If the total vapour pressure of the liquid mixture $A$ and $B$ is given by the equation: $P = 180X_A + 90 \, mm \, Hg$,then the ratio of the vapour pressure of the pure liquids $A$ and $B$ is given by:

Dry air was drawn through bulbs containing pure water,then through bulbs containing a solution of $600 \ g$ of a non-electrolyte in $360 \ g$ of water at the same temperature,and finally through a tube in which dried $CaCl_2$ was placed. The solution bulb gained $1.5 \ g$ and the dried $CaCl_2$ gained $2 \ g$. The molecular mass of the solute is:

Dry air was passed successively through a solution of $5 \ g$ of a solute in $80 \ g$ of water and then through pure water. The loss in weight of solution was $2.50 \ g$ and that of pure solvent $0.04 \ g$. What is the molecular weight of the solute?

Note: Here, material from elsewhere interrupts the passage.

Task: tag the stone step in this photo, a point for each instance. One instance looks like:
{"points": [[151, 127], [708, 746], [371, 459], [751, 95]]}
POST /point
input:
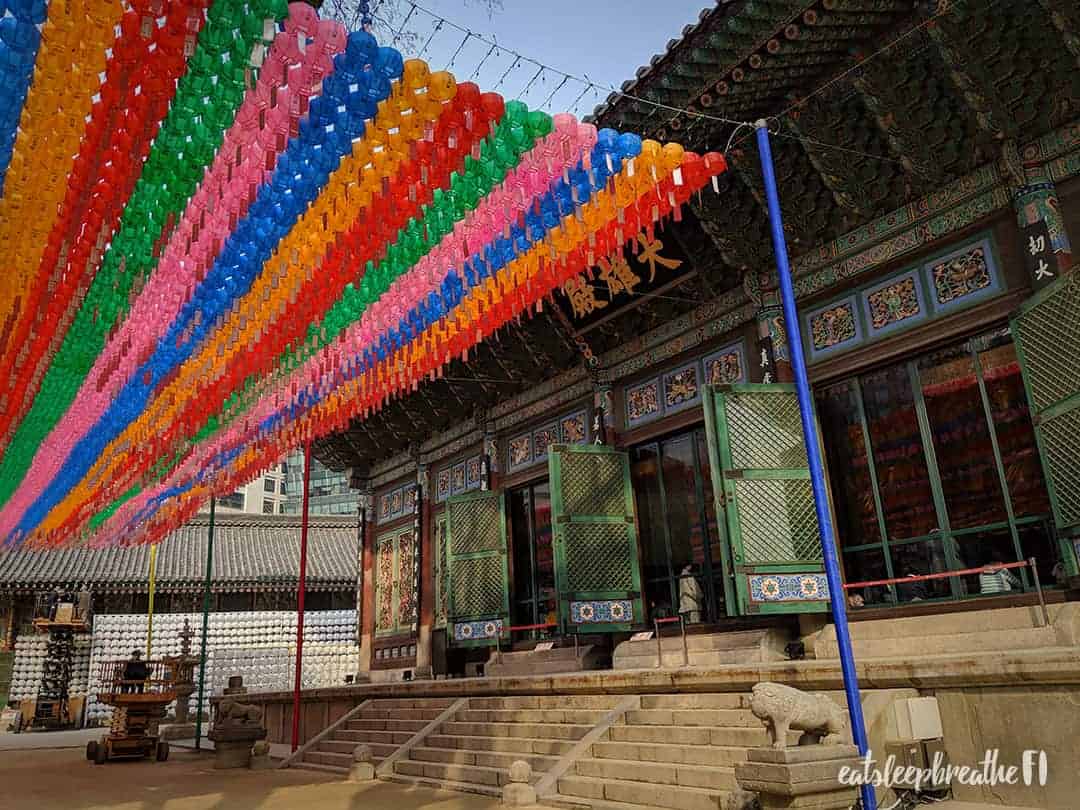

Find the molar mass of solute when $2 \ g$ is dissolved in $60 \ g$ of benzene,and the relative lowering of vapour pressure is $0.06$. (Molar mass of benzene is $78 \ g \ mol^{-1}$)

If vapour pressure of pure solvent and solution are $240 \ mm Hg$ and $216 \ mm Hg$ respectively,then the mole fraction of solvent in the solution is:

Explain how the solubility of a gaseous solute and the vapour pressure of a liquid solution follow Henry's and Raoult's laws.